Nevertheless, major US tech companies continue to try and build systems that fit or exceed human intelligence for most tasks. According to the Wall Street Journal, Google's parent alphabet, Meta, Microsoft and Amazon alone will spend nearly $400 million on AI this year.
Rosenberg admits he is a former Google Deepmind employee, but says there are great benefits to the data, hardware, infrastructure and a variety of products that hone the technology, from search to maps to YouTube. However, the advantages are small.
“In frontiers, as soon as innovation occurs, everyone else adopts it right away. It's hard to get a big gap right now,” he says.

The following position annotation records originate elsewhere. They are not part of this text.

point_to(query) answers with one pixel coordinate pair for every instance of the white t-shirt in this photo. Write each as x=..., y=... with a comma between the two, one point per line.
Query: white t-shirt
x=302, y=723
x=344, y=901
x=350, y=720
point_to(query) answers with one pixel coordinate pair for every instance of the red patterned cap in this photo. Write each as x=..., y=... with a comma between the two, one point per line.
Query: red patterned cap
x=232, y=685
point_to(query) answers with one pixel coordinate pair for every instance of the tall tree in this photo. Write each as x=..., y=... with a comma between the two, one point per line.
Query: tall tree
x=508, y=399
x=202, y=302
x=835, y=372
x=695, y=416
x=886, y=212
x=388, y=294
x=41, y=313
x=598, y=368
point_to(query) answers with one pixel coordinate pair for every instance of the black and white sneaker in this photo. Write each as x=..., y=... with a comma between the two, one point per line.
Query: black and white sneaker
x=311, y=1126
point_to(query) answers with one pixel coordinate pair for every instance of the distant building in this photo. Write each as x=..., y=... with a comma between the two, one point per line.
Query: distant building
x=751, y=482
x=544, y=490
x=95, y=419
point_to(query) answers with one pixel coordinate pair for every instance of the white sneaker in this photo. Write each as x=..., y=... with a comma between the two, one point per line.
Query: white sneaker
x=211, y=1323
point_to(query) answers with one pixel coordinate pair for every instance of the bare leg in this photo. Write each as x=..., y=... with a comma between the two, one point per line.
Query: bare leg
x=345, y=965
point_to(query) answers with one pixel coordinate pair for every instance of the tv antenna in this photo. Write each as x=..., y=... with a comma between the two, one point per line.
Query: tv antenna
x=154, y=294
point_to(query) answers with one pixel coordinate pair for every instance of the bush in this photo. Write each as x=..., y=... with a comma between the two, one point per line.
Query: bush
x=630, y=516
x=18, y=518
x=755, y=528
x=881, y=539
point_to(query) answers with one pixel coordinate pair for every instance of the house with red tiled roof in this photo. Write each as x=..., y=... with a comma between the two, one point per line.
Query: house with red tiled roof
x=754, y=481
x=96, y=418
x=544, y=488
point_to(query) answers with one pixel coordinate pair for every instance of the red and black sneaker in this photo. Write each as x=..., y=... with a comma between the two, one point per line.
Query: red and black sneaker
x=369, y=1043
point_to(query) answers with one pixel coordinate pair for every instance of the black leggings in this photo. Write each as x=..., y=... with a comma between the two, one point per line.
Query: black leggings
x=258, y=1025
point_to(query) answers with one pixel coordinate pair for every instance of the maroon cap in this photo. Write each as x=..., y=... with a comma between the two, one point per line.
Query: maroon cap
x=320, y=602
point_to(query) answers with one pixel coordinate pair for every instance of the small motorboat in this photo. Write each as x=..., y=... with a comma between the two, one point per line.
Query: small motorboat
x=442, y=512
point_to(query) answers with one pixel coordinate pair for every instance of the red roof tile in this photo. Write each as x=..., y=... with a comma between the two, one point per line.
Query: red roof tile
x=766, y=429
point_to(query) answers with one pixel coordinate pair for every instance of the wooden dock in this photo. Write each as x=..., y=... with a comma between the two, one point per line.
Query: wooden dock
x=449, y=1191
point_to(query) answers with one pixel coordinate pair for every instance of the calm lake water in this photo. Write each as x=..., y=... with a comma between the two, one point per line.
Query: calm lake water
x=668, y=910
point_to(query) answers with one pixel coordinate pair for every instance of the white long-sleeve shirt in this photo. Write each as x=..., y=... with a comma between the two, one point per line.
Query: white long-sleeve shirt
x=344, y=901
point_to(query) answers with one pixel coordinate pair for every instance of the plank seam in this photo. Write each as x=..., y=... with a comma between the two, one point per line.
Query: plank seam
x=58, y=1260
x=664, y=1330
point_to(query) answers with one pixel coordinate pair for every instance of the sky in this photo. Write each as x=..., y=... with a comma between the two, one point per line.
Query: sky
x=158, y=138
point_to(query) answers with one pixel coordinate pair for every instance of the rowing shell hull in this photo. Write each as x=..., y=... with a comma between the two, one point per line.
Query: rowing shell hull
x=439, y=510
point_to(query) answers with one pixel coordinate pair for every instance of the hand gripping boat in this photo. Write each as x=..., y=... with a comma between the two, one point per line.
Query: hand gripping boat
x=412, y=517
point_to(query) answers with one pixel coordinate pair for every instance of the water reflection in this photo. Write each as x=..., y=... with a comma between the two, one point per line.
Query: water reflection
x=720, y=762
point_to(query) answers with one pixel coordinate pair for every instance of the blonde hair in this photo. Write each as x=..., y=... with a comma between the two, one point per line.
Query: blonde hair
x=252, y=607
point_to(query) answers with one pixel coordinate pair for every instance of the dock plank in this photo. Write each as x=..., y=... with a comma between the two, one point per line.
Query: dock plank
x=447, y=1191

It is also a global race, or rather a contest, including China. Deepseek has come from anywhere this year, unveiling the Deepseek R1 model and boasts “strong and interesting reasoning behavior” that rivals Openai's best work.
Large companies looking to integrate AI into their businesses are taking notes. Saudi Arabia, the world's largest oil company, uses Deepseek's AI technology at its major Data Centre, saying it is “making a real difference” in its IT systems, making the company more efficient.
According to artificial analysis, six of the top 20 leaderboards (ranking models according to their range of metrics, such as intelligence, price, speed, etc.) are Chinese. Six models are developed by Deepseek, Zhipu AI, Alibaba and Minimax. On the video generation model leaderboard, six of the top 10 (including seedlance from current leader, Baitedan) are also in Chinese.
Microsoft's president Brad Smith, who bans Deepseek, told a US Senator's hearing in May that adopting the AI model globally is a key factor in determining which countries win the AI race.
“The number one factor that defines whether the US wins this race or not is its technology being most widely adopted in other parts of the world,” he said, adding that the lessons from Huawei and 5G are “hard to replace” for anyone establishing leadership in the market.
That means that debate aside the feasibility of close systems, a massive amount of money and talent is poured into this tribe of the world's two biggest economies, and tech companies continue to run.
“Looking back at 2020 five years ago, it was a blasphemous thing to say that Agi is on the horizon. It's been crazy to say that. It seems like more and more consensus to say that we are on that path now.”